Prosecutors insist the book is actually autobiographical and should be treated as journalism. They’ve even threatened to charge Naji for past hashish use—although this is even more legally dubious, as he’s never been arrested for possession.
Amin linked the prosecution of Naji to the crackdown on Islamists since the July 2013 military overthrow of President Mohammed Morsi of the Muslim Brotherhood. He said authorities target secular artists and writers following repression of Islamists to show they are as virtuous. “Outside this hall… is a repressive authority which claims it is protecting the homeland and virtue,” he told the court, according to AP. In an apparent reference to the military-backed government and the Islamist opposition, he added: “Each of them tries to overstate over the other who is the more protective of virtue and morals.”
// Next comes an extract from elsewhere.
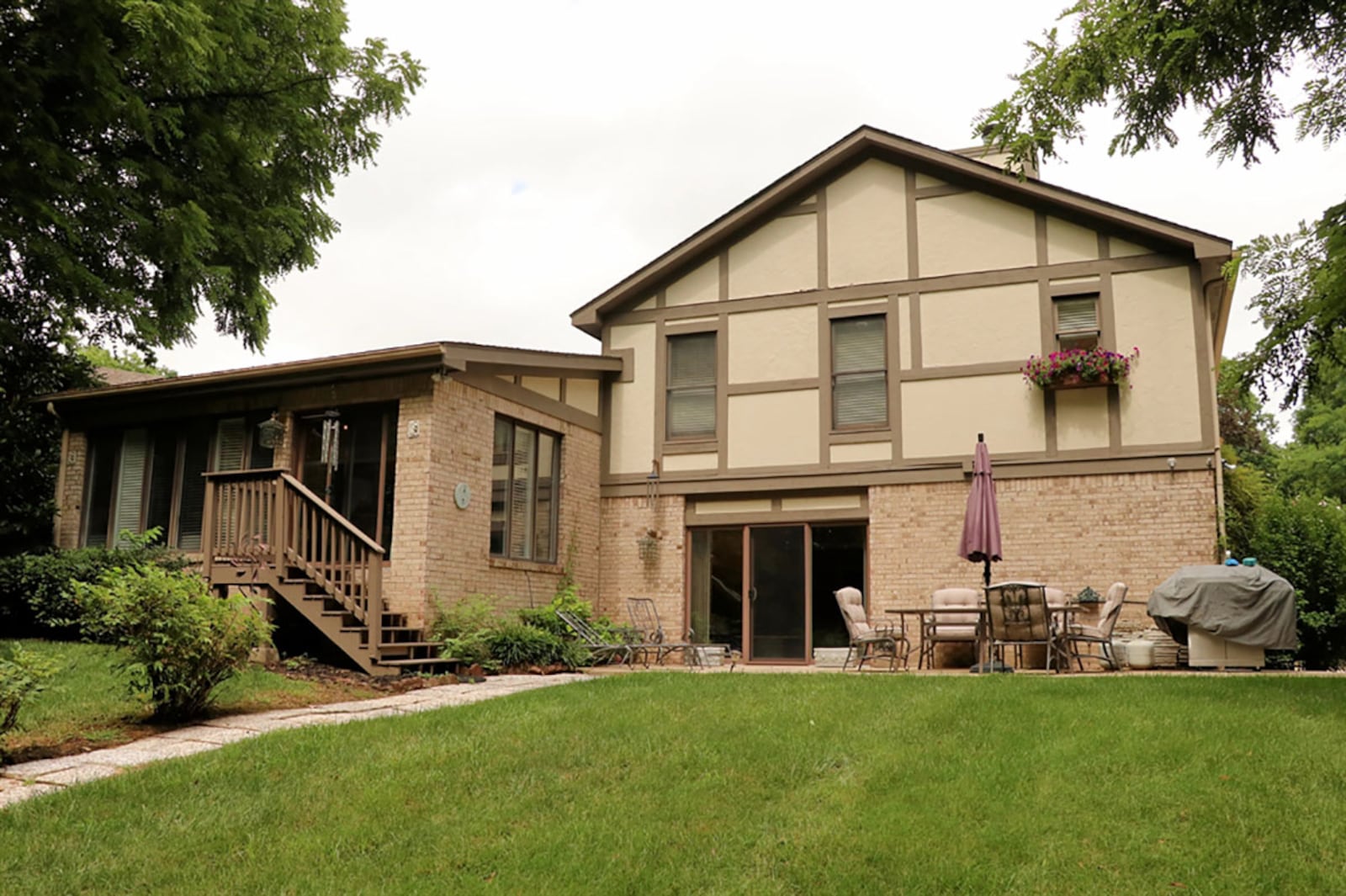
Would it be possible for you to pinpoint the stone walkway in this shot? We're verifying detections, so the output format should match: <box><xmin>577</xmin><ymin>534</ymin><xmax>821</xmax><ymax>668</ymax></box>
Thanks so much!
<box><xmin>0</xmin><ymin>674</ymin><xmax>587</xmax><ymax>809</ymax></box>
In related cases, the Egyptian regime has prosecuted writers for reporting on closed military trials, for advocating atheism in social media posts, and for promoting unauthorized protests.
The number of Egyptian reporters behind bars is at an all-time high, according to a report earlier this year from the New York-based Committee to Protect Journalists. President Abdel Fattah el-Sisi, who has previously trumpeted the country’s supposedly free press, ominously warned on Egyptian TV in October: “The media and the state should not disagree. Beware, let us not disagree.”